- Les embauches de cadres ont plongé en 2025, atteignant leur niveau le plus bas depuis le début des mesures de l’Apec fin 2020.
- En cause : un net coup de frein dans les TPE. Mais pour début 2026, les intentions de recrutement repartent à la hausse dans les grandes entreprises et les ETI, sur fond d’amélioration du climat des affaires et de rebond de l’investissement privé.
Les chiffres sont sans appel. Les embauches de cadres sont tombées à leur plus bas niveau depuis que l’Association pour l’emploi des cadres (Apec) a commencé à les mesurer, fin 2020, indique un baromètre publié mardi 3 février. Un recul marqué qui confirme le refroidissement du marché de l’emploi cadre observé tout au long de l’année.
Au quatrième trimestre 2025, seules 8% des entreprises ont embauché au moins un cadre, d’après une enquête menée du 1er au 12 décembre auprès d’un échantillon de 1.000 entreprises employant au moins un cadre. Elles étaient 12% à l’avoir fait fin 2022, signe d’un ralentissement durable.
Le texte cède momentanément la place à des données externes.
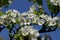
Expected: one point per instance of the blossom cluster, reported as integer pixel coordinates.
(28, 30)
(55, 2)
(27, 18)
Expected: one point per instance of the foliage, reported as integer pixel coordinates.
(26, 20)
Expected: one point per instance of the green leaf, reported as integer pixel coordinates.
(1, 13)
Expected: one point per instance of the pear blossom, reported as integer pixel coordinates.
(4, 16)
(41, 21)
(1, 21)
(51, 23)
(29, 30)
(55, 2)
(13, 20)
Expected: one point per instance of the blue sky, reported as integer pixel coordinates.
(23, 6)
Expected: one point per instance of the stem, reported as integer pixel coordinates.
(2, 28)
(58, 8)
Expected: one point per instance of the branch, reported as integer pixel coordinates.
(45, 29)
(2, 28)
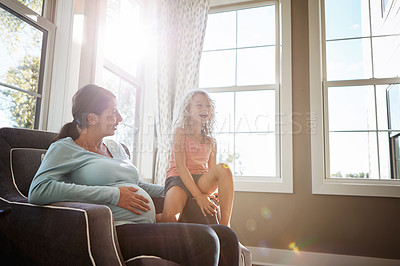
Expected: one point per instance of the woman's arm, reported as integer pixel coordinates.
(47, 186)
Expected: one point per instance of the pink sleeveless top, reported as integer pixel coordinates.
(197, 156)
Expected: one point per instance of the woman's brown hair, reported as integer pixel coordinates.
(89, 99)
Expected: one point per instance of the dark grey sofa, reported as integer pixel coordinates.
(64, 233)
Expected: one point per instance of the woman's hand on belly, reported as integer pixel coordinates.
(130, 200)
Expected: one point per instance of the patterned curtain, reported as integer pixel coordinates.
(181, 30)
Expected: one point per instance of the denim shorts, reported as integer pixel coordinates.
(177, 181)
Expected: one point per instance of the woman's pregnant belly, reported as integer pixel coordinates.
(123, 216)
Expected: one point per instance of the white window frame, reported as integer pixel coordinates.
(40, 21)
(283, 183)
(321, 182)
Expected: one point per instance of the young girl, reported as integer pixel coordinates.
(193, 171)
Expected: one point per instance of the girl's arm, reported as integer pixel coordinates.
(213, 156)
(202, 199)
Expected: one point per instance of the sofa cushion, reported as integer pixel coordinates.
(24, 163)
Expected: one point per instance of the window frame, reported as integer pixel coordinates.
(136, 80)
(321, 181)
(40, 22)
(283, 183)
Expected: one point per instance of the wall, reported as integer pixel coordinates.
(363, 226)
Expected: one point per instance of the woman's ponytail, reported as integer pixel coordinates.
(68, 130)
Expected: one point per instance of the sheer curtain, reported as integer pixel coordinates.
(181, 30)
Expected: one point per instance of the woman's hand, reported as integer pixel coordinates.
(130, 200)
(214, 196)
(206, 205)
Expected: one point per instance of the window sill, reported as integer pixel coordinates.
(264, 184)
(351, 187)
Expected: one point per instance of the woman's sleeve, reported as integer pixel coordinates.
(153, 190)
(47, 186)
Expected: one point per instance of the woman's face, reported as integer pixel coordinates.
(109, 119)
(200, 109)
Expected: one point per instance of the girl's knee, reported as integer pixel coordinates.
(167, 217)
(224, 169)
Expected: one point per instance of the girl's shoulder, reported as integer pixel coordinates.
(211, 141)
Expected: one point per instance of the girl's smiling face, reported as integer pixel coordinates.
(199, 109)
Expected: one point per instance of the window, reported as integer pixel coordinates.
(244, 68)
(121, 65)
(353, 97)
(26, 38)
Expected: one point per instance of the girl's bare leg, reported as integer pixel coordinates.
(220, 176)
(174, 202)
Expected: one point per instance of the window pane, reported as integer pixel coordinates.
(126, 102)
(124, 35)
(351, 108)
(255, 111)
(386, 54)
(384, 155)
(350, 59)
(20, 53)
(255, 155)
(393, 94)
(353, 155)
(17, 109)
(221, 31)
(256, 66)
(382, 107)
(382, 25)
(217, 69)
(224, 111)
(256, 26)
(225, 150)
(35, 5)
(346, 19)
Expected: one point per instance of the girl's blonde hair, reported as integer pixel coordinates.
(182, 116)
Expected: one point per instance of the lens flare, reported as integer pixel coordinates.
(266, 213)
(294, 247)
(264, 248)
(251, 225)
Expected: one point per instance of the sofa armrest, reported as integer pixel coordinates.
(64, 233)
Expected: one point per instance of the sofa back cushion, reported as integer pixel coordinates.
(20, 157)
(24, 162)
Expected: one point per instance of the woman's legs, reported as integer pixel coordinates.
(174, 202)
(229, 245)
(219, 176)
(185, 244)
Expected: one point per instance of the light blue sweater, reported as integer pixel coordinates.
(71, 173)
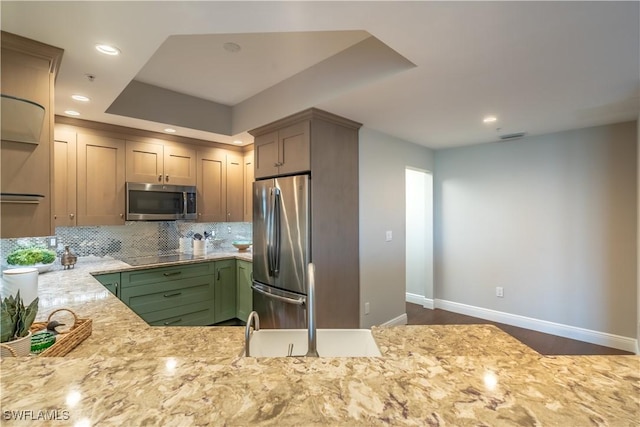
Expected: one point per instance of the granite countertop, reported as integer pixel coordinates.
(128, 373)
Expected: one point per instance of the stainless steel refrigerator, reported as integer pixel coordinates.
(281, 250)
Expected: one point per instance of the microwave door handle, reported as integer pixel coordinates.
(185, 195)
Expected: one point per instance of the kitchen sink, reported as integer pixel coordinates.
(330, 343)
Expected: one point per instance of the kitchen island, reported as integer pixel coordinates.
(128, 373)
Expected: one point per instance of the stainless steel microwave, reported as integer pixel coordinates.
(157, 202)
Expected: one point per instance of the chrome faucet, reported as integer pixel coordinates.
(312, 350)
(253, 316)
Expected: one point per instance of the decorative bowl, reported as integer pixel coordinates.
(241, 245)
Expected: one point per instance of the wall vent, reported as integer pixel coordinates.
(510, 136)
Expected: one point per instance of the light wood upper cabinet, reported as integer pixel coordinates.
(211, 185)
(163, 164)
(248, 186)
(220, 185)
(283, 152)
(235, 187)
(325, 146)
(28, 71)
(101, 179)
(64, 178)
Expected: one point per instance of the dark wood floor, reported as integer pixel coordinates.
(542, 343)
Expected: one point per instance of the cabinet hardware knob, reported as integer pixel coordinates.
(175, 294)
(172, 273)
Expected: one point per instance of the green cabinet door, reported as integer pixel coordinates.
(111, 281)
(244, 294)
(225, 290)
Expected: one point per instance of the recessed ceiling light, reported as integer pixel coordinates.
(107, 49)
(232, 47)
(80, 98)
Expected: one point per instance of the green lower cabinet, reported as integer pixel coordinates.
(244, 303)
(111, 281)
(225, 290)
(190, 295)
(166, 298)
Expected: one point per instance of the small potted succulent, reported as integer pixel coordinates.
(40, 258)
(15, 321)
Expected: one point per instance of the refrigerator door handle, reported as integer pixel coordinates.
(278, 231)
(270, 232)
(295, 301)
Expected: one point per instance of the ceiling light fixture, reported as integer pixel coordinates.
(232, 47)
(107, 49)
(80, 98)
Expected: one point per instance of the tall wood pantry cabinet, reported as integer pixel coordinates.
(325, 146)
(27, 81)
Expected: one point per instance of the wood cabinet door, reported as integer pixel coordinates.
(294, 144)
(101, 178)
(64, 179)
(144, 162)
(225, 290)
(179, 165)
(248, 187)
(266, 155)
(235, 188)
(211, 184)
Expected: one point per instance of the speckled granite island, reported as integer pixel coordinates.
(128, 373)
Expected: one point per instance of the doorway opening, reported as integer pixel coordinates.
(419, 236)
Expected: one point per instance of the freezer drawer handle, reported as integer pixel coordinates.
(296, 301)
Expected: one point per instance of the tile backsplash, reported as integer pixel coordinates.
(134, 239)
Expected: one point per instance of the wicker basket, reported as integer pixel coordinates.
(65, 341)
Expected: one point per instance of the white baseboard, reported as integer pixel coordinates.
(397, 321)
(573, 332)
(420, 300)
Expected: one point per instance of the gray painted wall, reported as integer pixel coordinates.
(550, 218)
(382, 164)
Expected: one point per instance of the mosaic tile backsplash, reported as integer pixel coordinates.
(134, 239)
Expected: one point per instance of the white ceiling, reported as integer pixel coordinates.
(538, 66)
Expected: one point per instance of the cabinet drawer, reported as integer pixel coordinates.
(197, 314)
(162, 296)
(165, 274)
(111, 281)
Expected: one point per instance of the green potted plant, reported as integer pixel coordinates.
(38, 257)
(15, 321)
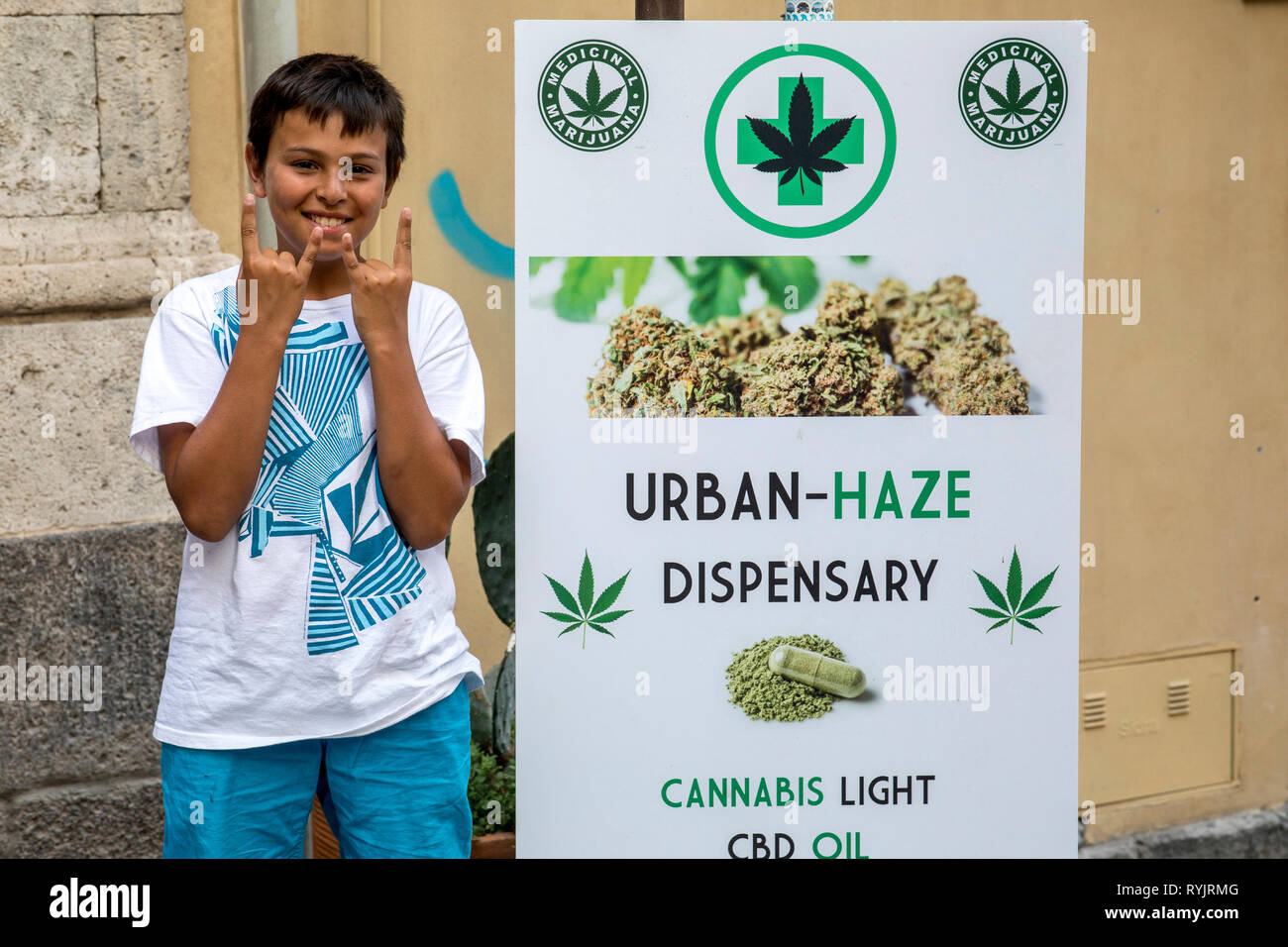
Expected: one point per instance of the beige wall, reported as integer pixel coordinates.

Les TPE à l’origine de la chute, les grandes entreprises résistent
La dynamique n’est pas uniforme : elle se dégrade fortement dans les petites structures. À l’automne, “la baisse a été tirée par les TPE” de moins de 10 salariés : seules 2% ont recruté au moins un cadre sur la période, soit cinq points de moins sur un an.
À l’inverse, les grandes organisations amortissent le choc. 54% des grandes structures ont embauché au moins un cadre au quatrième trimestre 2025, soit +2 points sur un an, détaille l’Apec. Une résistance qui reflète souvent des besoins plus réguliers, des budgets plus stables et des plans de recrutement moins sensibles aux variations conjoncturelles.
« On a un faisceau d’indices qui peuvent laisser présager d’une amélioration ou au moins un arrêt de la tendance à la baisse en 2026”, a déclaré Laetitia Niaudeau
Après une année de recul, l’Apec identifie toutefois un début d’inflexion. Début 2026, “on a un faisceau d’indices qui peuvent laisser présager d’une amélioration ou au moins un arrêt de la tendance à la baisse”, a déclaré lors d’une présentation à la presse Laetitia Niaudeau, directrice générale par intérim de l’Apec.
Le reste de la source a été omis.